Sun damage is quiet, and it adds up. Nothing visible happens in one monsoon. Nothing visible happens in five. But the child who wore sunscreen on grey July mornings and by the window seat arrives at twenty-five wearing skin that had a decade less UVA passed through it. That's the whole bet, and you place it in about five seconds, once a day, before the school bag is packed.
If you want one to keep by the door: our Daily Defender Kids Mineral Sunscreen SPF 40 PA+++ is a non-nano zinc formulation made for exactly this — grey skies, humid air, and skin that shouldn't have to feel it.
In summary
- Check your phone's UV index each morning; at 3 or above, apply sunscreen regardless of how grey the monsoon sky looks.
- Window glass blocks UVB but lets UVA through, so a daily window seat or a car's side window is worth protecting against.
- Skip sunscreen entirely when your child is indoors away from windows — screen blue light is not a reason to apply it.
- Switch to a lighter mineral emulsion with a strong PA rating in humid months, and cleanse it off properly every night.
- Under six months, rely on shade, timing and clothing first; from six months on, a mineral sunscreen on exposed skin is appropriate.
Frequently asked questions
Does my child need sunscreen in the monsoon?
On most monsoon days, yes. Cloud reduces brightness and heat far more than it reduces UVA, so a grey sky is not a UV-free sky. The simplest test is your phone's weather app: if the UV index reads 3 or above, apply sunscreen to face, ears, neck and bare arms. Below 3, a hat and shade are usually enough for a short school run.
Does sunscreen work indoors, and is it needed?
It works indoors, but most children don't need it. Ordinary window glass blocks nearly all UVB while letting long-wave UVA through. So a child sitting beside a sunny window for an hour or more each day benefits from sunscreen. A child playing away from windows, under normal LED or tube lights, does not. Skip it rather than adding a pointless step.
Do tablets and laptops give off enough blue light to need sunscreen?
No. The visible blue light from a screen at reading distance is a tiny fraction of what an open window delivers on a cloudy day. Screen use indoors, away from windows, is not a reason to apply sunscreen.
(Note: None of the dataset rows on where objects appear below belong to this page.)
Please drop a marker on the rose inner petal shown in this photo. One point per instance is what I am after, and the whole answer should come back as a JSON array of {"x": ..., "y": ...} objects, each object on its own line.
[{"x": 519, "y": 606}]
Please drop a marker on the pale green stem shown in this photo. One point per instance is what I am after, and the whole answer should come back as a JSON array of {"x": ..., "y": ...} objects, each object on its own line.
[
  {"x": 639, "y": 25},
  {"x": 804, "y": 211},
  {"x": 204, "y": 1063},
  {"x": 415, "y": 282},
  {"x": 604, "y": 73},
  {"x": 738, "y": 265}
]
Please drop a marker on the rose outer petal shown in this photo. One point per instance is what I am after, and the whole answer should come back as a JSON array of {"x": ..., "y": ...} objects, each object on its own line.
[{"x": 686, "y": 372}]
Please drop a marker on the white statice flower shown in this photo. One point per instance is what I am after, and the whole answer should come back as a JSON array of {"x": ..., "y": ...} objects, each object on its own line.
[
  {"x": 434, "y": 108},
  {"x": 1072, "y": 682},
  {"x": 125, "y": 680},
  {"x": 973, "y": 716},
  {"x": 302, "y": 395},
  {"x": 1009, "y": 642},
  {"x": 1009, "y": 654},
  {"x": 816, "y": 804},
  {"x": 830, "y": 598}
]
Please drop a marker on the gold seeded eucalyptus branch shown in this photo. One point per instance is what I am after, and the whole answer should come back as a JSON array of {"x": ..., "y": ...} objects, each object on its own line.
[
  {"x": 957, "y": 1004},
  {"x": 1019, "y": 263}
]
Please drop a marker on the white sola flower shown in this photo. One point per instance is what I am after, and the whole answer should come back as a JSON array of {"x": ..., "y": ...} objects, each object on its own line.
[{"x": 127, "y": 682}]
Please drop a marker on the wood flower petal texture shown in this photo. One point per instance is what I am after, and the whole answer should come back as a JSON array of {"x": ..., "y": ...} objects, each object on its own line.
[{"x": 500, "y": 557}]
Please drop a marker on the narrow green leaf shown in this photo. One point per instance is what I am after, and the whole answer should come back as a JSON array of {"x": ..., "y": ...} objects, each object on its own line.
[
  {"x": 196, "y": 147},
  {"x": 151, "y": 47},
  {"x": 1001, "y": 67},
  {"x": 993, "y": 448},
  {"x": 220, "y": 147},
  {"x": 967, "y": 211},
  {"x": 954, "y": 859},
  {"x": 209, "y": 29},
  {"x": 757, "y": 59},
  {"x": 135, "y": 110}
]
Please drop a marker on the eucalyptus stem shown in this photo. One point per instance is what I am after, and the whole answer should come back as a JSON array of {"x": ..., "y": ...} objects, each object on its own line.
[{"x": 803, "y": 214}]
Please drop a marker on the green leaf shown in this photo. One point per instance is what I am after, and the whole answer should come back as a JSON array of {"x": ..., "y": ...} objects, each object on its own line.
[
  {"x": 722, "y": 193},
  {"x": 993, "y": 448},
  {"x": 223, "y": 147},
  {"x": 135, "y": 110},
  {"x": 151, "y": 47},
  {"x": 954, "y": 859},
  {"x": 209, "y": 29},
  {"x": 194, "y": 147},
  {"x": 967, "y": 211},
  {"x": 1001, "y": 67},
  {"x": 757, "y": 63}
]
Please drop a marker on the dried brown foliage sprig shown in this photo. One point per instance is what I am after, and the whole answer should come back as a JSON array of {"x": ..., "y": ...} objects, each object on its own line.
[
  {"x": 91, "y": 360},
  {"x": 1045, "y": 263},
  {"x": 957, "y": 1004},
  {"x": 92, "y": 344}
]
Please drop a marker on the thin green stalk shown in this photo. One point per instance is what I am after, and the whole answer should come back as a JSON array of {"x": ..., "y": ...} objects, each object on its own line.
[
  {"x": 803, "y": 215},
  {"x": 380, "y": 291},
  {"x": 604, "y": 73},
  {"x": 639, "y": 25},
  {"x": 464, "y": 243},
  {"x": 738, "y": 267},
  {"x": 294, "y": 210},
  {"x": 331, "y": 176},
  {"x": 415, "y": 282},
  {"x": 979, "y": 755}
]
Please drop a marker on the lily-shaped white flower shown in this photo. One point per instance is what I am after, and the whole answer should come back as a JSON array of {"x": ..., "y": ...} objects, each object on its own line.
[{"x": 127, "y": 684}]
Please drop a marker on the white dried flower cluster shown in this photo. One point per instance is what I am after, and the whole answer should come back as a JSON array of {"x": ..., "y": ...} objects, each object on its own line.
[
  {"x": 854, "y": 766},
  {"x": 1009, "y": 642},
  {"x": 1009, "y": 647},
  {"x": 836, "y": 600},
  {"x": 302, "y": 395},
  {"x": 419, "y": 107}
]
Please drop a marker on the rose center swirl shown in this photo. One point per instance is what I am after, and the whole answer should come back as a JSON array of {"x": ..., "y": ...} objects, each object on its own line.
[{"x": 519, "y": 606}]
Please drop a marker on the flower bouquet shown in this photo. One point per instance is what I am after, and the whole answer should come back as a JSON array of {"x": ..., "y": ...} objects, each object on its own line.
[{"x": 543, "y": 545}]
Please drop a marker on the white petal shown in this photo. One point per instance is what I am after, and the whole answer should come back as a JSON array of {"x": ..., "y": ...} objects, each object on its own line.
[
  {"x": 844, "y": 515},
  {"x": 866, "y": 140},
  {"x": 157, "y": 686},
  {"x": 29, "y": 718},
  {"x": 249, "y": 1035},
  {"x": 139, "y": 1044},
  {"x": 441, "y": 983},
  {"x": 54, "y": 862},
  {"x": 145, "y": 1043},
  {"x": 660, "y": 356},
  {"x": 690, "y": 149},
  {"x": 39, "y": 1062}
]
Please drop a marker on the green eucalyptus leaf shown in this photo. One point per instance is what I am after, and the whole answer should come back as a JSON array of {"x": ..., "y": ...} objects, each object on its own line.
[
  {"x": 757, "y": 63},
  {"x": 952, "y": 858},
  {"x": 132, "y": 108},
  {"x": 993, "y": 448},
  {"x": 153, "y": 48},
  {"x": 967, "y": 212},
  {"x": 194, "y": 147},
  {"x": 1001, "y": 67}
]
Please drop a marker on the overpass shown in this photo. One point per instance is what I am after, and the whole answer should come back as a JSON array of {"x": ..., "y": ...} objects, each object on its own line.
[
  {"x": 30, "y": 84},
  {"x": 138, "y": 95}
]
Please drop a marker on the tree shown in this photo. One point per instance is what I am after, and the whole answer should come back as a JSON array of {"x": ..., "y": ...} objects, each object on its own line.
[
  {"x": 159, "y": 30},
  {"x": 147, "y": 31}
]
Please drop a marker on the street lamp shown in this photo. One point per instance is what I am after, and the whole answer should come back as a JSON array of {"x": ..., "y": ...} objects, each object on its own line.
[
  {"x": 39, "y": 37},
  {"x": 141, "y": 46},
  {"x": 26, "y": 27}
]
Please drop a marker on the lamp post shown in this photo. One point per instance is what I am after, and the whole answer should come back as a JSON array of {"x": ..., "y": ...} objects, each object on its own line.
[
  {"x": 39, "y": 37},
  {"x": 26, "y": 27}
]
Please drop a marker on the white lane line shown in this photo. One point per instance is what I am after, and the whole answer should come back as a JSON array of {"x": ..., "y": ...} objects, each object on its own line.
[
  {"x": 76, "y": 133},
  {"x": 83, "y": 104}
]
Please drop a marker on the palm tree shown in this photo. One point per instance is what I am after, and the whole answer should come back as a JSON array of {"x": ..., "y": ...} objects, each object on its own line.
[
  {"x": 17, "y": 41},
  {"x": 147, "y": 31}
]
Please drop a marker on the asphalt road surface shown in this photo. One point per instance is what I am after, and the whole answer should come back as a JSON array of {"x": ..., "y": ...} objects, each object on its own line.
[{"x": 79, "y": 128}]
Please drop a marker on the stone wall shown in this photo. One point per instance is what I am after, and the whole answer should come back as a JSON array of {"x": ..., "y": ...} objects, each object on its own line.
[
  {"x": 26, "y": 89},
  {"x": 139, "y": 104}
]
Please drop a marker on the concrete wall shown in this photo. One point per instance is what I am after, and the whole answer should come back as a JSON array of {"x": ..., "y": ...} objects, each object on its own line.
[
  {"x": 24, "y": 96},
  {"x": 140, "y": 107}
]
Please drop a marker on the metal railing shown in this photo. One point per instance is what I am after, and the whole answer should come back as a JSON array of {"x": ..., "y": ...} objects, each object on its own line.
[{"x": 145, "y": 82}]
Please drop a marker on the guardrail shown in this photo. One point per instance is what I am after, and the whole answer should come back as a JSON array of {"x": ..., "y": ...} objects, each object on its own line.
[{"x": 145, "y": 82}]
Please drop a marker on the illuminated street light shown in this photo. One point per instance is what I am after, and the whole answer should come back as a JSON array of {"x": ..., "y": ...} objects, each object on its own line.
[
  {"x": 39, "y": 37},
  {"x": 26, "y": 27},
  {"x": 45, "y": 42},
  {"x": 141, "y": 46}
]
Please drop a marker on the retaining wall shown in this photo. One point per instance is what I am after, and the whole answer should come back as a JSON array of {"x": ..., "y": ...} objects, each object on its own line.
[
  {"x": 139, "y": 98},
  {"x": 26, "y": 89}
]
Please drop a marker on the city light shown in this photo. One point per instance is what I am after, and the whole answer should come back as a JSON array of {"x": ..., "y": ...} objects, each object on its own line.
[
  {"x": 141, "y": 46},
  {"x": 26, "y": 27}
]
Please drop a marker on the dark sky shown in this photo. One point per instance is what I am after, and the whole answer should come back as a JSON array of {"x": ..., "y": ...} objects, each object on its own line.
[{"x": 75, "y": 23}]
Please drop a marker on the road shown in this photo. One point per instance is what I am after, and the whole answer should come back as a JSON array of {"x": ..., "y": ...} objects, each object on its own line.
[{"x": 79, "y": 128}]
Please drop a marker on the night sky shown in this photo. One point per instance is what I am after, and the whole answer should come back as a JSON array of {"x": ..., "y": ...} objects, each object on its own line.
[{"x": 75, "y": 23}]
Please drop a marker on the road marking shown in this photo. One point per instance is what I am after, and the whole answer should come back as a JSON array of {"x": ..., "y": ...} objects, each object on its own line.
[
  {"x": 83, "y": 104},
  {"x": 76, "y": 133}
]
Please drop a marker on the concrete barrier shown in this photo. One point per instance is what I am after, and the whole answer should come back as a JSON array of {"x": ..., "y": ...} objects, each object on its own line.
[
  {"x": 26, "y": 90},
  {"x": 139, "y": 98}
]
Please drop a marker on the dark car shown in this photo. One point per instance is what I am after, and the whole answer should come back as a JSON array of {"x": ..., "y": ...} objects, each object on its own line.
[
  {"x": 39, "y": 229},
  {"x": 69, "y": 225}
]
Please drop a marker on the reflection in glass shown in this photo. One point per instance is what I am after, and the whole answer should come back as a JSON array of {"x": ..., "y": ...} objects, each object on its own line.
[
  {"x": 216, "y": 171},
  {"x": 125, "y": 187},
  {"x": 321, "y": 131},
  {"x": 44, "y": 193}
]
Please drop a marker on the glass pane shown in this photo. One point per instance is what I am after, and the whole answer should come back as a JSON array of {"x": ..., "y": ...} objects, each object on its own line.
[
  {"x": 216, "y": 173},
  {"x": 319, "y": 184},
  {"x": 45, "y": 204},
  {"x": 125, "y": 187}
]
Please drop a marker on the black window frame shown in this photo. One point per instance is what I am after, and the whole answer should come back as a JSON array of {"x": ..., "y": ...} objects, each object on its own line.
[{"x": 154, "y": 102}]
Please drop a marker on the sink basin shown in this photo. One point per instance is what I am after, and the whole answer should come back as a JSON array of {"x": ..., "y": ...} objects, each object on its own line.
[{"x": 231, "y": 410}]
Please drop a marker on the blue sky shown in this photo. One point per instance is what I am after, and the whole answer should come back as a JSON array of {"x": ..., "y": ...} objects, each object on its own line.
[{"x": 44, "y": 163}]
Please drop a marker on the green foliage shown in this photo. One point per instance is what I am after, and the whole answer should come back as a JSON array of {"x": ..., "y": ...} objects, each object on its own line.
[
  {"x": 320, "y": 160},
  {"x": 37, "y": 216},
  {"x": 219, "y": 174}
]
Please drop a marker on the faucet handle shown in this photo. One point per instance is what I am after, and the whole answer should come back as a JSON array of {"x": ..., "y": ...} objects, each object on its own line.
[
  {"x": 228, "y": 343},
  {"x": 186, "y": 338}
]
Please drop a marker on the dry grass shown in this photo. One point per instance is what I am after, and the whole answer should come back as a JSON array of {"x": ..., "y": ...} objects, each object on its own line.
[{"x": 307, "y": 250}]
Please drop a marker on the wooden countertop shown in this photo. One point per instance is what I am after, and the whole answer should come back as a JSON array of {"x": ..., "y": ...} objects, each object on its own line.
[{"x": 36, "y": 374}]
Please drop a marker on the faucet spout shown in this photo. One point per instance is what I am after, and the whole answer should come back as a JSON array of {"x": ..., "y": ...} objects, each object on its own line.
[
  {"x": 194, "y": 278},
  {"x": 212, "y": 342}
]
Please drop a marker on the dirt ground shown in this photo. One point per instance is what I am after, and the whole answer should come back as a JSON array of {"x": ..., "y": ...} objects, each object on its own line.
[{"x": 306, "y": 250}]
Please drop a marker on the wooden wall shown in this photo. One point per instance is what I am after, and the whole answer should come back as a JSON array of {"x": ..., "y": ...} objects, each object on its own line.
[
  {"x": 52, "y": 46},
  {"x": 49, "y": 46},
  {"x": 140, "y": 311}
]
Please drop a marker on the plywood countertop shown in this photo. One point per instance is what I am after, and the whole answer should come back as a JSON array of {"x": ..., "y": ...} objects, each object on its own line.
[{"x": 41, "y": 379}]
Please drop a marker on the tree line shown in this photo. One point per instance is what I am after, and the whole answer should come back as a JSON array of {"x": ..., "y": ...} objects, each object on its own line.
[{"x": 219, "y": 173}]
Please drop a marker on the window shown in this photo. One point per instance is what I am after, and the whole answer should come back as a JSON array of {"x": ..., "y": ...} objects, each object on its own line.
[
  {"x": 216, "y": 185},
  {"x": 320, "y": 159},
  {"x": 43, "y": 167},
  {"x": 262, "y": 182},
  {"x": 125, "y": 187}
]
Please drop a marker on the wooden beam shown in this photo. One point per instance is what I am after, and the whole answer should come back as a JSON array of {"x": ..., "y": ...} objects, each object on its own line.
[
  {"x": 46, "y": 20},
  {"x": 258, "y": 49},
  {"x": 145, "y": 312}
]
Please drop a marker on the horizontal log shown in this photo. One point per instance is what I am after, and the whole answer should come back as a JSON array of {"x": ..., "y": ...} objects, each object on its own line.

Visible-light and blue-light defence matters outdoors, where mineral filters like zinc oxide with iron oxides form a physical film on the skin.
Should I use a different sunscreen in monsoon than in winter?
Often, yes — the texture, not the filter. Humidity above 80% means heavy, waxy creams sit on the skin, mix with sweat and can clog follicles or trigger prickly heat. Choose a lighter emulsion or fluid with mineral filters and a strong PA rating. Always cleanse it off properly at night; sunscreen plus sweat in humid air is what congests a child's forehead.
Does sunscreen work through a car window?
Car windscreens are laminated and block most UVA, but side windows usually do not. On a long drive, the window-side arm and cheek receive real UVA exposure. A single swipe of sunscreen on those areas is worth it. This applies in monsoon too, since UVA passes through both cloud and glass more readily than the UVB that causes burning.
Is SPF 40 enough for an Indian child, or should I buy SPF 50?
SPF 40 with a strong PA rating covers Indian daily life well. The jump from SPF 30 to 50 buys far less additional protection than the number suggests, and the gains shrink at the top end. Pay attention to the PA rating instead, since that reflects UVA protection. The best sunscreen is genuinely the one your child will let you apply every morning.